À la périménopause, la baisse de progestérone désynchronise l'horloge du sommeil. Résultat : endormissement plus long, micro-réveils entre 2 h et 4 h, sensation de nuit hachée même après 8 heures au lit. Bonne nouvelle : trois quarts des femmes retrouvent un sommeil correct en travaillant sur cinq leviers simples.
Les idées clés
- Ce n'est pas dans ta tête : les hormones du sommeil chutent vraiment.
- Le vrai levier n'est pas le soir mais la journée : lumière, mouvement, repas.
- Un rituel de 20 minutes avant le coucher change tout en 3 semaines.
- Les bouffées de chaleur nocturnes se calment par la respiration et la température.
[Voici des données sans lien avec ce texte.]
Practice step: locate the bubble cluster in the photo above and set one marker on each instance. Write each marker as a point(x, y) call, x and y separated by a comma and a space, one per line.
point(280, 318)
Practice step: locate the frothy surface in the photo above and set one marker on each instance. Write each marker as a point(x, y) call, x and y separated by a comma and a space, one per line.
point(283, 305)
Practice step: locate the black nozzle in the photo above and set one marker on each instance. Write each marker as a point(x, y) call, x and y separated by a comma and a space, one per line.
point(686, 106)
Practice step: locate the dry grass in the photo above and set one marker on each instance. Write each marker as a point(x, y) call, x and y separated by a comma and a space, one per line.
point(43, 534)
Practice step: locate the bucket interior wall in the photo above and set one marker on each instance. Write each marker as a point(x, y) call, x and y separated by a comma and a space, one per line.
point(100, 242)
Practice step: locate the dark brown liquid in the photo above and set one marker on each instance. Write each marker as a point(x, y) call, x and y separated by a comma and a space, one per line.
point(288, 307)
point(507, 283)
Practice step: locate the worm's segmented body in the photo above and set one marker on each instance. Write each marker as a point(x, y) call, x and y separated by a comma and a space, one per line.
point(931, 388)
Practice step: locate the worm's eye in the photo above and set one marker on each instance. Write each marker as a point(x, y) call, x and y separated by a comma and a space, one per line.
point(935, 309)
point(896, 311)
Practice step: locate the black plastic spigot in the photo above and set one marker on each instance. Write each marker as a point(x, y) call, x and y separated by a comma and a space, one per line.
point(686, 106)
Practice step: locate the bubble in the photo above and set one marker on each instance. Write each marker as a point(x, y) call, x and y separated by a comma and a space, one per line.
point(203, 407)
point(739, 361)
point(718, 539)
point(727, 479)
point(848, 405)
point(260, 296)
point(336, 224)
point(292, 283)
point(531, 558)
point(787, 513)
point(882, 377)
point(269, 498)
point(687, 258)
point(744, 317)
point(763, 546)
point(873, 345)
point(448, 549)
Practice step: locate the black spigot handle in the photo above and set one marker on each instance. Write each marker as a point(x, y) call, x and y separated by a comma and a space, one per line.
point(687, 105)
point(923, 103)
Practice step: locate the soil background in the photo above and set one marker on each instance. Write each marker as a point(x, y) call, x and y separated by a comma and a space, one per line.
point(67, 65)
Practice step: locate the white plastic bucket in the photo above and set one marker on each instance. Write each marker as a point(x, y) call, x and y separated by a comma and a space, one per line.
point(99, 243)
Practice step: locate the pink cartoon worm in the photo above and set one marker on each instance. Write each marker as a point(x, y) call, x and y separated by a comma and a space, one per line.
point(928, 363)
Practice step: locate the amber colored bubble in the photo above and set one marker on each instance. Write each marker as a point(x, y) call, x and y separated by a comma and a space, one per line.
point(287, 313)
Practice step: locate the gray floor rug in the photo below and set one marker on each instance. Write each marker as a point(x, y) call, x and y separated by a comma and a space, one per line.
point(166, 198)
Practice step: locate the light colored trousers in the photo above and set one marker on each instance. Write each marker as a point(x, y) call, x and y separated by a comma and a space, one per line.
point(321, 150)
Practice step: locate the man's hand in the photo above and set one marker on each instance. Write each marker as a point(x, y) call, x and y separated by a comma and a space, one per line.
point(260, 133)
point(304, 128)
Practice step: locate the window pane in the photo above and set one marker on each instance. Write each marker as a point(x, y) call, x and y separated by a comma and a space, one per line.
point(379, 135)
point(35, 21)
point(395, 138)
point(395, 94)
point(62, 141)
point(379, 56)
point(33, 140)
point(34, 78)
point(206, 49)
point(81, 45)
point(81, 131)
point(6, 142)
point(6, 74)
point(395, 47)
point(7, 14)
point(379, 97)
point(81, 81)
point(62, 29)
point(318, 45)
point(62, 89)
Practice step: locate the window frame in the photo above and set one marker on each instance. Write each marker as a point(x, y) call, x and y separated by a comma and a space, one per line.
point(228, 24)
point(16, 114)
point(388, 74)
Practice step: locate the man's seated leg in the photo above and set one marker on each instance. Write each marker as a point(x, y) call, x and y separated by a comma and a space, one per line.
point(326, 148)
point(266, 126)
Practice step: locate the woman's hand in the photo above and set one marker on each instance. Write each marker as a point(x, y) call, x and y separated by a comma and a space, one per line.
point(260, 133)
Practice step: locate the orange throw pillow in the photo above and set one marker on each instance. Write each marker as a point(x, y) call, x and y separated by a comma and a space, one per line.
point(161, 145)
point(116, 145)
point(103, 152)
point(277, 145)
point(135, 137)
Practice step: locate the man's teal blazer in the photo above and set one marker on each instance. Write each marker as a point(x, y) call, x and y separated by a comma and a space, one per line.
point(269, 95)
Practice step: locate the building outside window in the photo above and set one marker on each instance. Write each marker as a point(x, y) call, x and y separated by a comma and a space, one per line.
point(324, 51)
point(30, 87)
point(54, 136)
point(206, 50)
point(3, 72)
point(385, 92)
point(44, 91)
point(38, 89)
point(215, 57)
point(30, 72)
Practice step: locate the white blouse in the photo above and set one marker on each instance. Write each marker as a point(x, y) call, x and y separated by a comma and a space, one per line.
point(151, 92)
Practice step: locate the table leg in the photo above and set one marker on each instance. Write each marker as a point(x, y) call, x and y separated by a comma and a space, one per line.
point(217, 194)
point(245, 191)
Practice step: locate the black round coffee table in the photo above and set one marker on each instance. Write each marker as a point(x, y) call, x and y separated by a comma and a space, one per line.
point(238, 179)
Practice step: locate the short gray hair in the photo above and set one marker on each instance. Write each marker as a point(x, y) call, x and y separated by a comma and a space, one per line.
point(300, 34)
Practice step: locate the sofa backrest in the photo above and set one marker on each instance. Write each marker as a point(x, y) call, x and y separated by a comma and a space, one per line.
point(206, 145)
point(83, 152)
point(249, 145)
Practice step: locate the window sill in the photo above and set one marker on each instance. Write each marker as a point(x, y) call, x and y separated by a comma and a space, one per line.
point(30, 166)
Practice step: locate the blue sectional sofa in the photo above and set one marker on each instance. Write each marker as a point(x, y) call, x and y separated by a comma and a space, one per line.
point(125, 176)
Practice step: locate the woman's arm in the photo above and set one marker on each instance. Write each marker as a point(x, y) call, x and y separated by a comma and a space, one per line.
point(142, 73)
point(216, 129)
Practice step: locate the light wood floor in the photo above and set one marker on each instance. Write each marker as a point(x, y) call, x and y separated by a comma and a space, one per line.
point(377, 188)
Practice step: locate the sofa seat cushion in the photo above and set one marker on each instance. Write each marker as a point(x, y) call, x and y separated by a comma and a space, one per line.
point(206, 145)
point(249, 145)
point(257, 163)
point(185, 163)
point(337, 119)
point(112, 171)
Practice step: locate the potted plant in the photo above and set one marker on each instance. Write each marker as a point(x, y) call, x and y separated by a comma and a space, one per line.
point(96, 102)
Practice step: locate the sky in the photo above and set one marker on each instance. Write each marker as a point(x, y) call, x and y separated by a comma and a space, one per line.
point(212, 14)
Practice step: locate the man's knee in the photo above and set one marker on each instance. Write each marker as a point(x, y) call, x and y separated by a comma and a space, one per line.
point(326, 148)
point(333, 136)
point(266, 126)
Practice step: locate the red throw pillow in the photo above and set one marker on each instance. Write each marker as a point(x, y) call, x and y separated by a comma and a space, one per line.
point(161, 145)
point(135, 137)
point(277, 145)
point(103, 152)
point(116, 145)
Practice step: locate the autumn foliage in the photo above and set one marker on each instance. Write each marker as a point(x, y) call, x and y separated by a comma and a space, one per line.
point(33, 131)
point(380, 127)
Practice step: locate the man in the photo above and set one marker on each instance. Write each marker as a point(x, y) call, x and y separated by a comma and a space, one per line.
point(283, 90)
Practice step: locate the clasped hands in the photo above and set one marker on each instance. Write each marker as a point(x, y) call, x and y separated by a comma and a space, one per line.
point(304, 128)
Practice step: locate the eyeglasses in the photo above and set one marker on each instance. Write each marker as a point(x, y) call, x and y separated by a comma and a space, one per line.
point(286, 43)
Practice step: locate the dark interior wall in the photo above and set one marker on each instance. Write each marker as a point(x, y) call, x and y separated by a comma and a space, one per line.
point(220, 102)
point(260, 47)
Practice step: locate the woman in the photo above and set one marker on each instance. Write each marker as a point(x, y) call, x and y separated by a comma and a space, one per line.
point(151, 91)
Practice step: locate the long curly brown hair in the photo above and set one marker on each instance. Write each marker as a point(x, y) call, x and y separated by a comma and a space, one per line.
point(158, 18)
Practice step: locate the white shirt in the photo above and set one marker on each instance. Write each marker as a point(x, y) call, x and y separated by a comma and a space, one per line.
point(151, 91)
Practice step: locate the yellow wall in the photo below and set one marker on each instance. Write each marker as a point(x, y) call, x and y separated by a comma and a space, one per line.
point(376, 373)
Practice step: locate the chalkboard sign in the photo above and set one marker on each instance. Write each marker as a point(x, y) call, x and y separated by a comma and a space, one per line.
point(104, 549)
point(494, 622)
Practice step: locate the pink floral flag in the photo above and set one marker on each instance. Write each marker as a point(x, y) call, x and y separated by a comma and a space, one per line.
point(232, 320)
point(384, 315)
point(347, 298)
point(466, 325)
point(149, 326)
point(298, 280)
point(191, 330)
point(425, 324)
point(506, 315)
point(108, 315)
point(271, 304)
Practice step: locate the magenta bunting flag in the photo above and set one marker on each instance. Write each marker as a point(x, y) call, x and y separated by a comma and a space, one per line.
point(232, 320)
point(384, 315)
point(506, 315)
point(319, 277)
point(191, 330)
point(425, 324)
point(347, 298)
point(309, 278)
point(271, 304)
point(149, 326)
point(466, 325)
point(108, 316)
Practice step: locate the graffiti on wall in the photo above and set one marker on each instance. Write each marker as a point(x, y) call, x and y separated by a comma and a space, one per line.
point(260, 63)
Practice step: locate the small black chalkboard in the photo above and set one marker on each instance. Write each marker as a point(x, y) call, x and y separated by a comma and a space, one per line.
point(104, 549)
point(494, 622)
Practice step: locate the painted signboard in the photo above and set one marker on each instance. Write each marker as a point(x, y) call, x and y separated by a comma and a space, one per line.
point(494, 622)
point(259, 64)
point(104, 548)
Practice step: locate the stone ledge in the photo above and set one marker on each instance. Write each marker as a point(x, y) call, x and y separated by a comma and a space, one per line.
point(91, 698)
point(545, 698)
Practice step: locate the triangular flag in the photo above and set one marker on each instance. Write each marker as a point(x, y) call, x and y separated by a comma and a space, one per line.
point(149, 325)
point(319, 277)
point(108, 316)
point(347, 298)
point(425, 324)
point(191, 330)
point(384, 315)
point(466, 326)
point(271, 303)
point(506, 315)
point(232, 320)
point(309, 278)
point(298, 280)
Pourquoi le sommeil change à la ménopause
La progestérone joue le rôle d'un anxiolytique naturel : elle apaise le système nerveux et prolonge le sommeil profond. Quand elle chute, l'endormissement devient laborieux et les réveils nocturnes fréquents. À cela s'ajoutent les bouffées de chaleur, qui réveillent en sursaut par un pic de cortisol.
Résultat : tu peux passer huit heures au lit et te lever épuisée, parce que le sommeil profond n'a pas eu lieu. Ce n'est pas de l'insomnie « psychologique » — c'est un déséquilibre hormonal qui se rééduque avec de bons signaux.